Photo : Source: Lana Slezic - Panos Pictures
Kaboul, Afghanistan. Rory Stewart pose devant un bâtiment en rénovation qui abrite les bureaux de la Fondation Turquoise Mountain, une ONG fondée en 2006 pour laquelle il a agi à titre de directeur général jusqu’en 2010. L’organisme caritatif œuvre à maintenir et renforcer la culture afghane.
Il y a eu l'Afghanistan, puis l'Irak et la Libye. Avant, il y avait eu la Bosnie et le Kosovo. On lorgne aujourd'hui la Syrie du coin de l'œil. Certaines interventions de la communauté internationale ont été un succès, d'autres, un échec.
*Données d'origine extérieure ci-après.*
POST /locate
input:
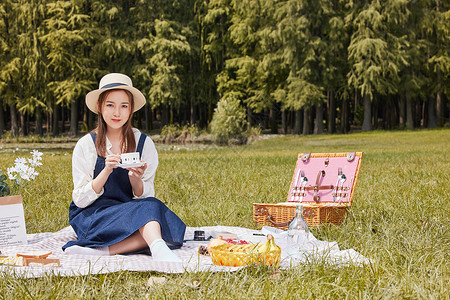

Y a-t-il une recette universelle pour réussir ces grandes expéditions des temps modernes? Non, répond en entrevue au Devoir le jeune député britannique Rory Stewart, surnommé le «Lawrence d'Arabie du XXIe siècle», dans son plus récent ouvrage, Can Intervention Work?, coécrit avec Gerald Knaus (W.W. Norton & Company). Car les différences d'un cas à l'autre et les limites intrinsèques à l'interventionnisme sont beaucoup plus importantes que les capitales occidentales veulent bien l'admettre. Et le cas afghan en est l'illustration.